Thinking inside the box!!!


The volume of paper packaging recovered from the US municipal solid waste (MSW) stream is forecast to grow 0.5% annually through 2021. Corrugated boxes constitute 93% of recovered paper packaging due to their widespread use in shipping goods and a well-established infrastructure for recycling them. Most corrugated boxes constitute secondary packaging and don’t reach consumer homes. They are used to deliver goods grouped in bulk to distribution and retail locations. Hence recycling efforts are centralized at relatively well-known retail locations rather than widely dispersed consumer residences.
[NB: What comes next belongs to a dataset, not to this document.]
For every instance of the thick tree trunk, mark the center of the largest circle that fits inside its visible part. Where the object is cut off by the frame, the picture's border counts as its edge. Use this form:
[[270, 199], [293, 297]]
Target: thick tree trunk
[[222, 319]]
Upticks in Manufacturing, E-Commerce Driving Demand for Corrugated Boxes

US paper and paperboard production is expected to grow due to a number of trends. US demand for durable and non-durable goods will increase along with disposable personal income, heightening demand for corrugated boxes as containers for shipping products to stores and directly to consumers. Upticks in e-commerce activity will also contribute to this demand, as more boxes will be needed for the multitude of direct-to-consumer shipments. Recovered Boxes Are an Important Raw Material…In the Manufacture of New Boxes. These trends will, in turn, incentivize recovery of paperboard from the waste stream due to the fact that recovered fiber is a valuable manufacturing input in the production of new corrugated boxes. In fact, the average corrugated box features 47% recycled content. Recovery of paper packaging will be particularly driven by paperboard production in China, the US’ leading export destination for recovered corrugated boxes and other types of paper. In China, forest resources – and thus virgin fiber – are insufficient to meet the requirements of a growing paper packaging industry. Wastepaper was in such high demand in China over the 2000s that the paper trade created vast wealth for some of its participants, including Zhang Yin, who earned the nickname “Queen of Trash”.

Historical Restraints

Commercial users of corrugated boxes in the US, such as distribution centers and retail outlets, are a major source of paper packaging that ends up in MSW. At the same time, nearly 80% of retailers and grocers sell corrugated boxes to dealers or directly to paper mills, which allows a lot of paper packaging to bypass the MSW system. Coupled with packaging lightweighting efforts by manufacturers, volumes of paper packaging generated in the MSW stream declined over the 2006-2016 decade. In addition, single-stream recycling, the favored US collection method, restrained growth in recovery volumes. This method comingles all recyclable materials, which can lead to contaminants that render some materials unsuitable for recycling.

Recovery Rate for Paper Packaging Stalls As Recycling Infrastructure Matures

During the 2006-2016 period, the reach of US recycling programs increased, driving gains in recovery volumes and recovery rates (ie, the share of generated material that is recovered), since more paper packaging was available for recycling and relatively less trash was disposed of in landfills. Recovery rates for paper packaging rose dramatically between 2006 and 2011, reaching over 75% as materials recovery facilities (MRFs) invested in infrastructure upgrades to improve recovery efforts. Although recovery volumes grew through 2016, recovery rates began to stall in 2011 as the infrastructure for recovering paper from MSW matured. At the high recovery rates achieved, further expansion is no longer realistic. New technology that separates paper from MSW with better success is not expected through 2021, and extensive growth in the reach of recycling programs is also not anticipated. In addition, the weakening of paper fibers from successive repulping limits recovery rates. Some corrugated boxes and other paper products that already have a high level of recycled content may be too weakened to recycle again, and will instead go to landfills, restraining both recovery volumes and recovery rates.